Two Warner College of Natural Resources students have received honors from the Udall Foundation. Marina Rodriguez, fish, wildlife and conservation biology major was selected as a 2015 Udall Scholarship winner in the category of Environment, and Arielle Quintana, rangeland ecology major, received an honorable mention in the category of Tribal Public Policy.
Rodriguez is the fifth Colorado State University student to win the Udall Scholarship, and the third from the Warner College. Quintana is the first CSU student to be recognized in the Tribal Public Policy category.
Top undergraduate research
Rodriguez is extremely active in the Warner College community as a co-founder of the CSU chapter of Strategies for Ecology Education, Diversity, and Sustainability and an active member of the CSU Chapter of Minorities in Agriculture, Natural Resources and Related Sciences.
Her undergraduate research, which recently won first place in the undergraduate research competition at the MANNRs national conference, focuses on the nutrient availability of nesting birds at high elevations. She also works at the USDA National Wildlife Research Center as a lab technician in the Wildlife Genetics Department.
Rodriguez plans to continue her research as a graduate student and eventually become a professor to pursue her passion for research, education and avian conservation.
Restoring damaged lands
Quintana is a proud tribal member of the Cochiti Pueblo, a small American Indian reservation in New Mexico.
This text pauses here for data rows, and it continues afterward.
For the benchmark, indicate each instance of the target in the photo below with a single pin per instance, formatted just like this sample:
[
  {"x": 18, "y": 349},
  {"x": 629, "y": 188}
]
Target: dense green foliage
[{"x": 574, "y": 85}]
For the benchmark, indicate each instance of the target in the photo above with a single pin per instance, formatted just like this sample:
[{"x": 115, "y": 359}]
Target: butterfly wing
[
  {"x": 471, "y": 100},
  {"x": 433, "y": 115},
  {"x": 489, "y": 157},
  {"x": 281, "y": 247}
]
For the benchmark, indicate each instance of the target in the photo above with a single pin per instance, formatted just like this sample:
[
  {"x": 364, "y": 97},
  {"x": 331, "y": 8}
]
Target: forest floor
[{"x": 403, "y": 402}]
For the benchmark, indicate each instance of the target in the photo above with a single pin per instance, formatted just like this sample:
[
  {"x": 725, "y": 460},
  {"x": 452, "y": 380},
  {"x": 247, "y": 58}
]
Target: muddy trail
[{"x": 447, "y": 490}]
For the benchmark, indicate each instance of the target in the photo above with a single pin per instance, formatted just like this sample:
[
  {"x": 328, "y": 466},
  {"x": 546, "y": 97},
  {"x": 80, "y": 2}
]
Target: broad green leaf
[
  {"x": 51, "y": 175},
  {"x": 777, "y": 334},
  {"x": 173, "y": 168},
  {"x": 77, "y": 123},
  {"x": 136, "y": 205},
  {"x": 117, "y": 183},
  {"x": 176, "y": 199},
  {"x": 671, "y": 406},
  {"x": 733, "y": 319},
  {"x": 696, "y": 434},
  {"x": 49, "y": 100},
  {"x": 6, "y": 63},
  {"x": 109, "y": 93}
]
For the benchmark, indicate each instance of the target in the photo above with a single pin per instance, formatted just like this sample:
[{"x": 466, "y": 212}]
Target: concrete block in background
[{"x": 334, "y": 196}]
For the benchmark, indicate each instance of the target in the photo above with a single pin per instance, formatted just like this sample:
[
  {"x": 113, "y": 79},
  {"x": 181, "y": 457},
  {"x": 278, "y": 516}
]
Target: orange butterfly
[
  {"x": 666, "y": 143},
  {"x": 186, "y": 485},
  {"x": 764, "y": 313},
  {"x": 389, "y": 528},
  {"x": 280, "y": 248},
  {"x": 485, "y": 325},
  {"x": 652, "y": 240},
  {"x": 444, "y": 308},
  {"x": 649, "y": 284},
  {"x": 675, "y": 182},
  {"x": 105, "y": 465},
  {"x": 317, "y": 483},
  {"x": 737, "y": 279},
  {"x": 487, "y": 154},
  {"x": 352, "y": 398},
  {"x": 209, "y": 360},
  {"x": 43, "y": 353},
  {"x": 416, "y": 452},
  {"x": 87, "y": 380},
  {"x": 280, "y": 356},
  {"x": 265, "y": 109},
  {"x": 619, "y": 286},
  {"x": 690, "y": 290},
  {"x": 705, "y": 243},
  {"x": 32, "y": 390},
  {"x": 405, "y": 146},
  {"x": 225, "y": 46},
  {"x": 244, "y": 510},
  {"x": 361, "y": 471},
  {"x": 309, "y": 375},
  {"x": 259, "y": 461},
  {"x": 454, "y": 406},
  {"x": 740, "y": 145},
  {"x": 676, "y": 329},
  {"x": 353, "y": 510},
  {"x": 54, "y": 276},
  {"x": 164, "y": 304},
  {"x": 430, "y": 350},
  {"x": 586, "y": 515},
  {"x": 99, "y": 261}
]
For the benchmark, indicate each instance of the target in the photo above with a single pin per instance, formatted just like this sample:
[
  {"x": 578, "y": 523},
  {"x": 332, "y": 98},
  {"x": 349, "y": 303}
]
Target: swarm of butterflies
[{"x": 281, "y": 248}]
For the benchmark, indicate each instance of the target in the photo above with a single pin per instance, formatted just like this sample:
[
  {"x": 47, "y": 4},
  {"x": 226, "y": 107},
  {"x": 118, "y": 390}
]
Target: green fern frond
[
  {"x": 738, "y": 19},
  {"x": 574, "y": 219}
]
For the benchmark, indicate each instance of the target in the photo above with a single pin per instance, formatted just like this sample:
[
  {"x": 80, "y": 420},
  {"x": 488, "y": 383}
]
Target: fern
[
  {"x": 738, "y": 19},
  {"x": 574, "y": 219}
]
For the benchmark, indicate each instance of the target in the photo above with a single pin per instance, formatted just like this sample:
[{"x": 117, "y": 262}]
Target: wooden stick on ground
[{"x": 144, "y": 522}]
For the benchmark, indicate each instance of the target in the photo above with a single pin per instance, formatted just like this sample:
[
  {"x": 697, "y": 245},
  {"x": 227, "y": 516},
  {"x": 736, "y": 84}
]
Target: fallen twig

Her goal is to attain an education that will help her restore damaged lands, specifically those damaged by forest fires, within her reservation’s jurisdictional and ancestral domain.
She is focusing her studies particularly in rangeland restoration and conservation biology to meet that goal for her tribe and surrounding pueblo communities, and restore damaged lands, and reestablish healthy, sustainable habitats and ecosystems in the Southwest.
The Udall scholarship, established in 1992, honors the careers of Congressman Morris K. and Secretary of the Interior Stewart L. Udall. It provides $5000 scholarships to 50 students annually, and recipients of the scholarship gather in Tucson, AZ each August to network with each other and leaders in their fields of study. Awards are given in three categories: Environment, Native American Health, and Tribal Public Policy. In addition to the 50 winners, 50 students are awarded honorable mentions and given access to the Udall Foundation’s listserv.